Be patient with your healing. I’ve had three C-sections and bowel resection surgery, and the recovery is very different. I try to explain this to women who come to me with questions wondering about the two. With a C-section you have incisional pain/burning, but with an IBD-related surgery you also have to heal from the inside, too. Organs are cut, removed, and reattached. Your digestion needs to recalibrate. It’s a lot more intense of a recovery than a C-section (which I’m going through right now). Be patient with your body. Ease back into normal activities. After my bowel resection surgery, it took me nearly 8 weeks to return to work full-time at my desk job. Prior to returning to the office, I worked half days for two weeks from home because it took time to heal enough to sit upright in a chair. As your digestion re-works itself, it’s not unusual to have an accident or not be able to ‘hold it’ the same as you could prior. For me, this was temporary. But in those initial weeks and months, it’s a good idea to have a change of clothes in your car or packed with you and to be mindful of where the nearest bathroom is. I had one accident during my recovery—luckily, I was home alone (working a half day), it was mortifying, and I was by myself. Don’t try and rush back to normalcy, give yourself time to heal mentally, physically, and emotionally.

3 weeks post-op, laughing through the pain during engagement photos.

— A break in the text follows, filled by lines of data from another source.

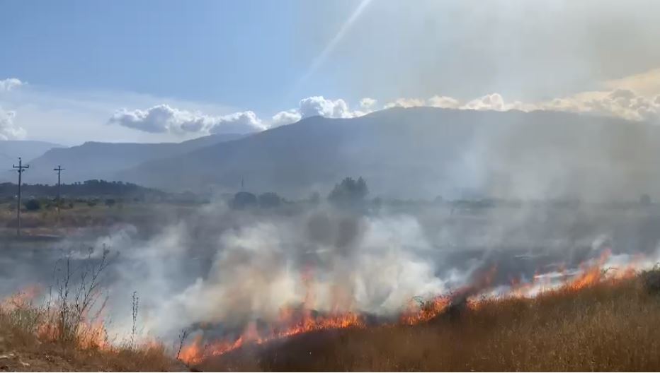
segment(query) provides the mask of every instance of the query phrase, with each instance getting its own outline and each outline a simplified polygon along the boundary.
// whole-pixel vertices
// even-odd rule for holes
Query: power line
[[[52,169],[53,171],[57,172],[57,225],[59,225],[59,207],[62,204],[62,199],[60,198],[59,189],[62,186],[62,172],[64,169],[62,168],[62,166],[57,165],[57,168]]]
[[[21,175],[25,172],[25,170],[30,168],[30,165],[23,165],[23,160],[21,159],[21,157],[18,157],[18,165],[12,165],[12,168],[16,169],[16,172],[18,172],[18,201],[16,204],[16,220],[18,221],[18,225],[16,227],[16,235],[21,235],[21,184],[22,183]]]

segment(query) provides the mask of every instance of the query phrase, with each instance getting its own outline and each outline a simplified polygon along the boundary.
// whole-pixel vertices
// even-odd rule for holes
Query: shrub
[[[23,203],[23,206],[28,211],[36,211],[41,208],[41,202],[38,199],[32,199]]]

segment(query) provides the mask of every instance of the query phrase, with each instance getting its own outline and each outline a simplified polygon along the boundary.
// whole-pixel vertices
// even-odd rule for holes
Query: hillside
[[[210,372],[656,371],[657,272],[530,300],[483,302],[414,326],[304,333],[210,357]],[[655,284],[655,285],[653,285]]]
[[[174,157],[195,149],[238,138],[241,135],[212,135],[182,143],[113,143],[87,142],[71,148],[52,149],[30,162],[26,182],[52,184],[57,179],[52,168],[57,165],[66,169],[62,179],[67,182],[93,179],[113,179],[121,170],[140,163]]]
[[[28,140],[8,140],[0,141],[0,162],[2,167],[7,167],[7,163],[16,162],[18,157],[24,161],[31,160],[41,155],[49,149],[64,148],[64,146],[47,143],[45,141],[33,141]],[[11,165],[8,165],[11,167]]]
[[[392,109],[310,117],[157,160],[116,179],[300,196],[363,176],[371,196],[632,198],[658,190],[660,129],[557,112]],[[171,177],[173,170],[176,177]],[[598,190],[595,194],[593,190]]]

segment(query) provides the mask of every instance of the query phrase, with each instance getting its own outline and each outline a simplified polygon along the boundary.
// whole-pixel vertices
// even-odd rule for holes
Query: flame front
[[[580,270],[574,273],[568,274],[564,270],[562,270],[554,276],[553,273],[537,274],[531,282],[513,280],[508,291],[494,297],[496,299],[532,297],[549,291],[576,292],[605,280],[613,283],[636,275],[638,264],[642,261],[640,256],[634,258],[625,268],[608,268],[615,269],[610,271],[605,269],[604,266],[610,255],[609,250],[604,251],[597,259],[581,264]],[[402,313],[399,317],[399,322],[405,325],[426,322],[445,312],[452,304],[453,300],[456,299],[465,302],[467,307],[471,309],[477,309],[484,300],[489,299],[487,295],[488,293],[485,291],[491,286],[495,271],[494,267],[491,268],[476,276],[470,285],[459,289],[453,294],[438,295],[430,300],[417,298],[415,302],[411,302]],[[553,282],[552,279],[554,278],[559,278],[559,282]],[[306,280],[307,281],[305,281],[305,283],[309,284],[309,279]],[[306,307],[311,303],[309,297],[308,292],[304,304]],[[260,334],[254,323],[249,324],[244,332],[233,341],[220,341],[204,345],[203,338],[198,336],[193,343],[184,346],[181,350],[180,359],[188,364],[196,364],[205,358],[223,355],[247,343],[260,345],[275,339],[314,331],[365,327],[363,316],[354,312],[336,313],[329,316],[314,317],[312,316],[309,309],[305,308],[302,317],[297,317],[296,314],[294,309],[283,309],[280,319],[275,324],[283,325],[284,327],[272,328],[266,336]]]

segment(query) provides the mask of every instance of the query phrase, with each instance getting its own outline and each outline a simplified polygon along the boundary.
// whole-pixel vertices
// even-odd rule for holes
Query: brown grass
[[[21,296],[0,306],[0,370],[5,371],[180,371],[161,343],[123,343],[83,347],[75,341],[53,339],[40,333],[50,310],[25,302]]]
[[[486,302],[457,318],[303,335],[204,370],[658,371],[660,292],[647,277]],[[646,281],[647,283],[648,281]],[[648,284],[647,284],[648,285]]]

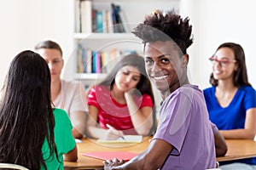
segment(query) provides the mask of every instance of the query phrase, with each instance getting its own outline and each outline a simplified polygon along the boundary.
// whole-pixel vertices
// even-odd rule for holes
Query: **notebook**
[[[102,160],[113,160],[113,158],[117,158],[119,160],[123,159],[126,162],[138,154],[128,151],[95,151],[81,153],[81,155]]]
[[[142,135],[124,135],[123,138],[119,138],[114,140],[98,139],[98,143],[140,143],[143,141]]]

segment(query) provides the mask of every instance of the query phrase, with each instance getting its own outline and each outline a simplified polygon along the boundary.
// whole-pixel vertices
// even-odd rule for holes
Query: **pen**
[[[108,128],[115,129],[113,127],[110,126],[109,124],[106,124],[106,127],[107,127]],[[124,136],[118,135],[118,134],[115,134],[115,133],[113,133],[113,134],[114,134],[114,135],[116,135],[116,136],[119,136],[119,137],[120,137],[121,139],[123,139],[125,141],[126,141]]]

If you find out you need surgery—it’s understandable to be upset. But also give yourself a chance to think of all that could be possible. Try and focus on the promise of how surgery could help you get into remission or at least help you in having more “feel good” days. It’s normal to grieve and to be tearful and fearful, but I hope you find comfort in knowing once you wake up from surgery, you will be on the road to a recovery that paves the way for feeling empowered against your illness. And from that point forward you won’t be as scared of future surgeries because you’ll have a better idea of what to expect and a better understanding of how it feels to be well after being in pain for so long.